Le refus de cette politique de paupérisation de la majorité lui valut beaucoup d’ennuis, comme cela est si souvent arrivé à d’autres Togolais dans ce régime despotique. Ainsi, pour avoir manifesté, par écrit, son opposition au projet de réforme agro-foncière monté dans les années 70, il sera jeté en prison pour « Faute grave » en 1973, sans jugement. Il n’en sortira qu’en 1977. Il retournera une seconde fois en prison lors des troubles politiques qui ont secoué le pays en 1985. Puis il sera licencié de son service en 1973, avec en prime l’interdiction de percevoir sa pension de retraite.

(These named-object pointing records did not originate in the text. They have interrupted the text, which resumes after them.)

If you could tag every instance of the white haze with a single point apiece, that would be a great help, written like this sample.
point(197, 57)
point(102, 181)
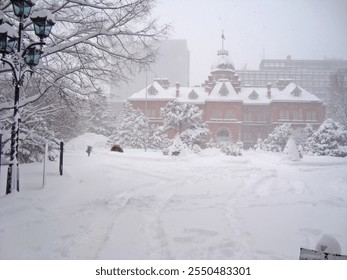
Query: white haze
point(304, 29)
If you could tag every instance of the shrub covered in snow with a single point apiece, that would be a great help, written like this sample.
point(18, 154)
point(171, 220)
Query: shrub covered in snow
point(177, 147)
point(329, 140)
point(277, 139)
point(232, 149)
point(187, 120)
point(291, 151)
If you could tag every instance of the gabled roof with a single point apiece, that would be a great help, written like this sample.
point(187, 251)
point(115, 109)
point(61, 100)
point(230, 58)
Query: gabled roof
point(169, 94)
point(202, 96)
point(221, 87)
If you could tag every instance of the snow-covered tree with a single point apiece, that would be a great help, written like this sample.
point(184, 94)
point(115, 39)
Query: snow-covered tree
point(131, 128)
point(338, 96)
point(329, 140)
point(92, 43)
point(278, 138)
point(291, 151)
point(186, 119)
point(158, 138)
point(99, 116)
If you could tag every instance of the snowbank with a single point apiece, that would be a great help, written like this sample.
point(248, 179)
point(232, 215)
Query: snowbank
point(98, 142)
point(144, 205)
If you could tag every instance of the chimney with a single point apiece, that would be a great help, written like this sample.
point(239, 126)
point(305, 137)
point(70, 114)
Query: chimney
point(177, 89)
point(282, 83)
point(268, 86)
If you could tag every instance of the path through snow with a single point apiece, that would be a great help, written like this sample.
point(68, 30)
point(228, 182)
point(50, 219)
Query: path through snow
point(141, 205)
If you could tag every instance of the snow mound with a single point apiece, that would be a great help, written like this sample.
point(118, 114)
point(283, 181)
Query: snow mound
point(98, 142)
point(328, 244)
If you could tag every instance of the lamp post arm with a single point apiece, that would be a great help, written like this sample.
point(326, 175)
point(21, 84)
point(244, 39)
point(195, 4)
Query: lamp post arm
point(31, 45)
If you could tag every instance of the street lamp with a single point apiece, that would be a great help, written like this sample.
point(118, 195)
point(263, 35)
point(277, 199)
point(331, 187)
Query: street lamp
point(21, 60)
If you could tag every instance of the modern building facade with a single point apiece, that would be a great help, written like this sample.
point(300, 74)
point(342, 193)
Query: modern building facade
point(313, 75)
point(234, 112)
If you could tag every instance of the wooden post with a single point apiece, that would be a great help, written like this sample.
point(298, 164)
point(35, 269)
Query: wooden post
point(44, 164)
point(61, 158)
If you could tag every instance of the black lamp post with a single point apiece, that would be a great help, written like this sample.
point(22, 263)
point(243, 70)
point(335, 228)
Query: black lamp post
point(21, 60)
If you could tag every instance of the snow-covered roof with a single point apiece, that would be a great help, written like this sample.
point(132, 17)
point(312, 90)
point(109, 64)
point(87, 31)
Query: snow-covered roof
point(6, 28)
point(223, 91)
point(291, 93)
point(156, 92)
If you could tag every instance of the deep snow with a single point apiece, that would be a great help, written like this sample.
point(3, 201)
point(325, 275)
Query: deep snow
point(144, 205)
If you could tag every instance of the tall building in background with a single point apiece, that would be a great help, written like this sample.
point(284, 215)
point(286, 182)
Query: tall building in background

Il a vécu tout le restant de sa vie sous ce régime de brimades politiques et de déni de droits.
Malgré son âge avancé et les douloureuses péripéties de sa vie, ses convictions politiques l’avaient poussé à prendre une part active dans les revendications démocratiques formulées dans la rue à parti du 5 octobre 1990 par la masse des opposants au régime : fin du régime de dictature au Togo ; principe de l’alternance politique au cœur de la gouvernance de l’Etat ; création de véritables institutions démocratiques pour le pays ; fonctionnement démocratique de la société togolaise ; fin de l’impunité à tous les niveaux de la hiérarchie étatique…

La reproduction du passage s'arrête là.